Si torna a “passeggiare” sui tetti di Roma. Così come promesso, riapre, proprio alla vigilia dell’avvio dell’Anno Santo, il passetto di Borgo: poco più di 700 metri che, da Castel Sant’Angelo portano dritti nella città del Vaticano, con discesa obbligatoria, però, su Porta Angelica, anch’essa completamente restaurata con i fondi del Giubileo. Una spettacolo suggestivo, tra gli antichi edifici di Borgo Pio e quelli più “moderni” costruiti su via della Conciliazione al posto della “spina di Borgo” abbattuta a partire dal 1936 per far posto al fasto del vialone pensato dagli architetti Marcello Piacentini e Attilio Spaccarelli.
E mentre sotto si inaugura anche piazza Pia, con tanto di interventi di Governo, Regione e Sindaco, dall’alto si gode questa «via di fuga per eccellenza», una strada “segreta e affascinante” che riporta ai tempi passati. Fatto costruire nel 1277 da Niccolò III in un tratto delle Mura Vaticane, sfruttando resti dell'epoca dell'assedio di Totila (546) e della Civitas Leonina (848-852), fu usato nel 1494 da papa Alessandro VI per rifugiarsi nel Castello durante l'invasione di Roma da parte delle milizie di Carlo VIII di Francia.
Ma l’episodio più celebre è quello che vide protagonista, nel 1527, papa Clemente VII. Con un mantello nero addosso per non essere facile bersaglio, con on vestito bianco, del lancio dei dardi, il Pontefice riuscì a rifugiarsi a Castel Sant'Angelo durante il sacco di Roma a opera dei lanzichenecchi di Carlo V. Dopo sei mesi di assedio riuscì a fuggire verso Orvieto. «Le fortificazioni che lo avevano trasformato in fortezza avevano funzionato – e funzioneranno ancora dopo – molto bene», spiega il direttore generale dei Musei, Massimo Osanna. «Tra l'altro», aggiunge, «grazie a questa nuova apertura, si può apprezzare anche la genialità delle opere difensive cinquecentesche come il bastione di San Marco».
Leone IV, Niccolò III Orsini, oltre ai Papi già citati, fino ancora all'epoca napoleonica, continuarono a ritenere il Passetto strategico e vi investirono per rafforzarlo.
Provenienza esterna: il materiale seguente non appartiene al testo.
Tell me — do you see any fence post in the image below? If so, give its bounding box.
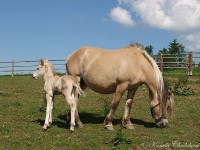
[188,51,193,76]
[160,53,163,73]
[12,60,15,77]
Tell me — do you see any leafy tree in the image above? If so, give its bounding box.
[145,45,153,56]
[159,39,186,62]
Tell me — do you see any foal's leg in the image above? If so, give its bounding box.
[48,95,55,127]
[63,86,76,131]
[43,94,53,131]
[104,83,127,130]
[122,88,137,129]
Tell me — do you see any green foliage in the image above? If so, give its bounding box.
[0,76,200,150]
[158,39,186,62]
[145,45,153,56]
[174,77,194,96]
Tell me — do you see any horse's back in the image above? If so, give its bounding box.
[67,46,154,93]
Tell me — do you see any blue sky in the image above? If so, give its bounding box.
[0,0,200,61]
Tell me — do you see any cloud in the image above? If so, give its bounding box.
[110,6,134,26]
[111,0,200,49]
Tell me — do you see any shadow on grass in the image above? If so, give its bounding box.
[33,112,155,128]
[131,119,155,128]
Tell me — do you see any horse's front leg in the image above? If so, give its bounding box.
[104,83,127,130]
[122,88,137,129]
[66,86,83,128]
[43,94,53,131]
[64,95,76,132]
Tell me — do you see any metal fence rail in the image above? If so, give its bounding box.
[0,52,200,76]
[0,59,66,76]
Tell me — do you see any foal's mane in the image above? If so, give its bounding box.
[41,59,56,76]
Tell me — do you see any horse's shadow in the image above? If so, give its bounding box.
[33,112,155,128]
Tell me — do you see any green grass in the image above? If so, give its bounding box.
[0,76,200,150]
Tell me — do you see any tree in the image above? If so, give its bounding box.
[159,39,186,62]
[145,45,153,56]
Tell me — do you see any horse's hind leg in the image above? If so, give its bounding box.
[122,88,137,129]
[104,83,127,130]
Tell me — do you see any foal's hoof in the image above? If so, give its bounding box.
[104,125,114,131]
[123,124,135,130]
[42,128,48,132]
[77,122,83,128]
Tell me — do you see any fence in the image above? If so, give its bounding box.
[0,52,200,76]
[0,59,66,76]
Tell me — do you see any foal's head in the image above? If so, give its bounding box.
[33,59,56,79]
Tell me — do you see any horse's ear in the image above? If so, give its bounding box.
[40,59,44,66]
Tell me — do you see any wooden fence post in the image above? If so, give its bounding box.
[12,60,15,77]
[160,53,163,73]
[188,51,193,76]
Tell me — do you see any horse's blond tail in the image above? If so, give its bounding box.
[140,49,164,103]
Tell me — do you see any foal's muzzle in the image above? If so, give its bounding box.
[32,73,37,80]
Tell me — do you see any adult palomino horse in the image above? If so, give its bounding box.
[66,44,174,130]
[33,59,84,131]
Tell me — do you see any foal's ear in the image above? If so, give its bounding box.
[40,59,44,66]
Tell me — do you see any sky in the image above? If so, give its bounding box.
[0,0,200,61]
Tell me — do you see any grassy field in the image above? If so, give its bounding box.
[0,76,200,150]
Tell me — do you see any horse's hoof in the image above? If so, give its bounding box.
[77,122,83,128]
[104,125,114,131]
[123,124,135,130]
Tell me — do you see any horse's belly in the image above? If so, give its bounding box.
[84,80,116,94]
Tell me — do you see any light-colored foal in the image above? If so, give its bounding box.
[33,59,84,131]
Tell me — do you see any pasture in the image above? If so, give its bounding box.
[0,76,200,150]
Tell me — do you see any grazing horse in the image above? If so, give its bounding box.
[33,59,84,131]
[66,44,174,130]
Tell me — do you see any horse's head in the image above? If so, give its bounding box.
[151,89,174,128]
[33,59,46,80]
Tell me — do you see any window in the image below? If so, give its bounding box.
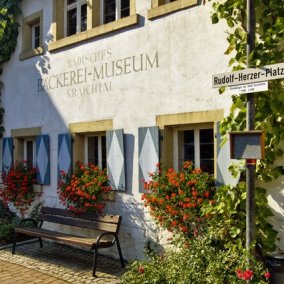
[23,138,35,167]
[148,0,198,19]
[31,21,40,49]
[64,0,87,36]
[173,125,214,174]
[156,110,224,178]
[20,10,43,60]
[101,0,130,24]
[85,133,107,169]
[48,0,138,51]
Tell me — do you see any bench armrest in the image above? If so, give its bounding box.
[16,218,40,227]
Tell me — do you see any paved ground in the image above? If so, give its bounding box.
[0,242,125,284]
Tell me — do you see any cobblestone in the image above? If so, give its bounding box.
[0,242,125,284]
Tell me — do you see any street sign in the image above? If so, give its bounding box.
[212,62,284,88]
[229,130,265,160]
[224,82,268,95]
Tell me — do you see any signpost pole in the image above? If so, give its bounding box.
[246,0,256,268]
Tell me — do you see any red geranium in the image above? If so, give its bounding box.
[142,161,215,237]
[0,161,38,215]
[58,162,111,213]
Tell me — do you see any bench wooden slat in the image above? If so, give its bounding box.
[41,207,121,224]
[39,213,118,233]
[15,227,112,249]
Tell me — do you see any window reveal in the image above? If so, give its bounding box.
[65,0,87,36]
[86,135,106,169]
[174,128,214,174]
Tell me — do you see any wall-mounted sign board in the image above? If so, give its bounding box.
[229,130,265,159]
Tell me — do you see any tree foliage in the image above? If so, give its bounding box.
[0,0,20,137]
[212,0,284,182]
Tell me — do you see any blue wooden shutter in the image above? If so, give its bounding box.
[138,126,159,192]
[36,135,50,184]
[57,134,73,178]
[106,129,126,190]
[2,137,14,173]
[215,122,238,185]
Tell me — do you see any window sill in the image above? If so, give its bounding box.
[147,0,198,20]
[19,46,44,60]
[48,14,138,51]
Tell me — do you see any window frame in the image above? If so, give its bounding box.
[23,137,36,167]
[173,123,216,172]
[156,109,224,178]
[100,0,131,25]
[64,0,88,37]
[11,127,41,166]
[84,132,107,169]
[48,0,139,51]
[19,10,44,60]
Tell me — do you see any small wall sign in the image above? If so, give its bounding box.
[229,130,265,159]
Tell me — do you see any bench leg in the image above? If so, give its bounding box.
[93,247,99,277]
[12,233,17,254]
[116,237,125,268]
[38,238,43,248]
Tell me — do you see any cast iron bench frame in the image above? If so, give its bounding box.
[12,207,125,277]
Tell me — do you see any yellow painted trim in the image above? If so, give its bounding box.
[19,46,44,60]
[19,10,44,60]
[48,14,138,51]
[147,0,198,20]
[69,119,113,134]
[11,127,41,138]
[156,109,224,129]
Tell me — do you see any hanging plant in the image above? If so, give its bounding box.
[0,162,41,216]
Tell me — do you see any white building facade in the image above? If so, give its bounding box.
[2,0,283,259]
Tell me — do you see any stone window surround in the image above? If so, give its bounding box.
[156,108,224,177]
[11,127,41,164]
[19,10,44,60]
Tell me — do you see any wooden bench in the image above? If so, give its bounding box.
[12,207,125,277]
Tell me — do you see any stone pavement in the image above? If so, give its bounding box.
[0,241,126,284]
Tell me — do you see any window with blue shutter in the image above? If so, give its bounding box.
[57,133,73,178]
[36,135,50,184]
[138,126,159,192]
[2,137,14,173]
[106,129,126,191]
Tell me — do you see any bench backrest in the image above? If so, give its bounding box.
[39,206,121,233]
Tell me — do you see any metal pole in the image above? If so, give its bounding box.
[246,0,255,268]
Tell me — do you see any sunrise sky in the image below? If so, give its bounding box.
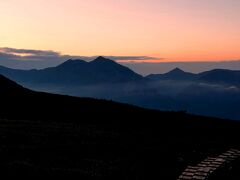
[0,0,240,62]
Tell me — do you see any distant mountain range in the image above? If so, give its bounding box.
[0,57,240,85]
[0,57,240,120]
[0,57,143,85]
[146,68,240,85]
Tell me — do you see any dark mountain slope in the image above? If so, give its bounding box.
[0,76,240,180]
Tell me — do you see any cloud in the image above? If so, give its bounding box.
[0,47,159,69]
[0,47,60,56]
[0,47,159,61]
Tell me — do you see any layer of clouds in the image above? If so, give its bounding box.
[0,47,159,69]
[0,48,240,75]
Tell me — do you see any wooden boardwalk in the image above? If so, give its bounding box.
[178,149,240,180]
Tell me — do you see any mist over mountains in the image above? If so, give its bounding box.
[0,57,240,120]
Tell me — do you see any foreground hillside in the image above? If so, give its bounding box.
[0,57,240,120]
[0,76,240,180]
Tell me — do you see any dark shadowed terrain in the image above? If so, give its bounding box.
[0,57,240,120]
[0,76,240,180]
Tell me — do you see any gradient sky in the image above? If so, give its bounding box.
[0,0,240,61]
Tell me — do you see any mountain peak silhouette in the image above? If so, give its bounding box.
[168,67,186,74]
[57,59,87,68]
[91,56,116,64]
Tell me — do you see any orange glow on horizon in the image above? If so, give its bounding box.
[0,0,240,63]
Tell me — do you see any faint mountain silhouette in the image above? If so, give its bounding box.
[0,57,143,85]
[147,68,196,80]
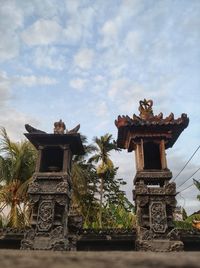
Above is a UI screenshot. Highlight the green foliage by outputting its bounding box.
[182,208,188,220]
[185,214,200,224]
[0,128,36,228]
[193,179,200,201]
[174,221,192,230]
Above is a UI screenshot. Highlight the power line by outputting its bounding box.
[172,145,200,181]
[178,168,200,191]
[178,180,200,194]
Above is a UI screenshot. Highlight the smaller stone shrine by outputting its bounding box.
[21,120,84,250]
[115,100,189,251]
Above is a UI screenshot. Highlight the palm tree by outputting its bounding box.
[89,133,119,228]
[72,135,97,225]
[0,128,36,227]
[193,179,200,201]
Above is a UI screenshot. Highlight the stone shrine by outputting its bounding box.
[21,120,84,250]
[115,100,189,251]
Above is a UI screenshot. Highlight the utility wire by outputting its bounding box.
[178,180,200,194]
[172,145,200,181]
[178,168,200,189]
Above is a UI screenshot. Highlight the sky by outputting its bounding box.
[0,0,200,214]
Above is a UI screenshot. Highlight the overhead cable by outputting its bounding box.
[178,168,200,188]
[177,180,200,194]
[172,145,200,181]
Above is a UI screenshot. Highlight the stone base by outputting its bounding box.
[136,239,184,252]
[21,226,69,251]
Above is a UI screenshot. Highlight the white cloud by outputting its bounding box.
[0,106,39,141]
[100,16,122,47]
[0,72,57,93]
[65,0,80,14]
[34,46,66,70]
[95,101,109,118]
[0,72,11,106]
[69,78,87,91]
[124,31,141,55]
[74,48,94,69]
[13,75,57,87]
[0,1,23,61]
[22,19,63,46]
[108,78,129,99]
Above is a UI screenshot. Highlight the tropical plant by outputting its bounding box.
[193,179,200,201]
[0,128,36,227]
[71,135,98,227]
[89,133,119,228]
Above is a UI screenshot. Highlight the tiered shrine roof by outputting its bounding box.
[115,100,189,151]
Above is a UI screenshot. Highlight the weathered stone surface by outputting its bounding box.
[0,250,200,268]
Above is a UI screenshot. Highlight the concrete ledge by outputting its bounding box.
[0,250,200,268]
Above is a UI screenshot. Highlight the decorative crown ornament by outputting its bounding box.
[54,119,66,134]
[138,99,153,120]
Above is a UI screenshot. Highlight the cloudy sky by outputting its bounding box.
[0,0,200,213]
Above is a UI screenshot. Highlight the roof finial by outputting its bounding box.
[138,99,153,120]
[54,119,66,134]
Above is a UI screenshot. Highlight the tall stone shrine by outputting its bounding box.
[115,100,189,251]
[21,120,84,250]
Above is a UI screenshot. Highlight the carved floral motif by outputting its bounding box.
[37,201,54,231]
[150,202,167,233]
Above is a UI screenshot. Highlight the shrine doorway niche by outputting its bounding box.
[143,142,161,169]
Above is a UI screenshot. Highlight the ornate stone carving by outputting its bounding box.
[37,201,54,231]
[165,182,176,195]
[136,196,149,207]
[56,181,69,193]
[49,226,68,251]
[150,202,167,233]
[21,228,35,250]
[135,182,148,195]
[28,181,41,193]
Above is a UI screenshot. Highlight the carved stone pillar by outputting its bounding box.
[115,100,189,251]
[21,121,84,250]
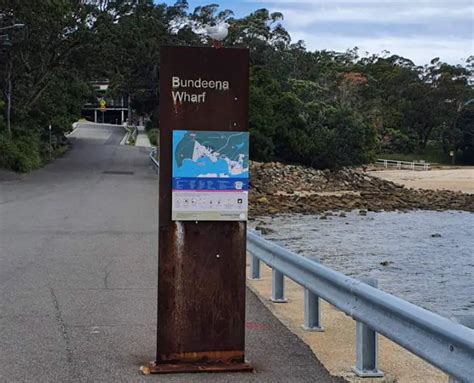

Oggi, dopo sei mesi di lavori e restauri, e «grazie a un grande lavoro di squadra che ha unito Musei, Soprintendenza e Comune di Roma», ha detto ancora Osanna, «abbiamo la restituzione di un luogo storico che racconta pezzi importantissimi della città di Roma». Le nuove opere realizzate sia con fondi del Giubileo che del Pnrr, oltre che con quelli speciali della direzione regionale, ora segretariato regionale, comprendono, ha spiegato la Soprintendente speciale Archeologia Belle Arti e Paesaggio di Roma, Daniela Porro, «anche la messa in sicurezza del passaggio e un nuovo impianto di illuminazione». Due ascensori a scomparsa sotto una botola rendono il «percorso accessibile a tutti, anche a persone con difficoltà di deambulazione e non accompagnate». Le visite sono previste anche in notturna, a gruppi di 25 persone e previa prenotazione, per tre giorni a settimana.
Un lavoro di squadra, che ha reso possibile la chiusura dei diversi cantieri nei punti strategici in linea con il cronoprogramma annunciato dal sindaco Roberto Gualtieri, che la premier Giorgia Meloni, ha ribattezzato «modello Giubileo». Intervenendo all’inaugurazione, quasi in contemporanea con il Passetto, di piazza Pia, la presidente del Consiglio ha ribadito che tutto questo «dimostra che le cose si possono fare bene e velocemente. La pubblica amministrazione può stupire e sa farlo quando è motivata da grandi obiettivi come è il Giubileo, un evento storico. Penso che debba farlo anche con i piccoli obiettivi quotidiani».
Dal canto suo il segretario di Stato Pietro Parolin, ha sottolineato, per i lavori di piazza Pia, che «per la Santa Sede è un momento significativo e per me un momento di gratitudine per una opera così imponente e importante. Si potrebbe dire che è stato portato a compimento un lavoro iniziato tanti anni fa. La concretizzazione di questa piazza permette di tenere uniti i segni della città eterna: l'antichità romana di Castel Sant'Angelo e l'opera di Michelangelo. Antico e moderno non si contrappongono ma permettono di vedere una continuità».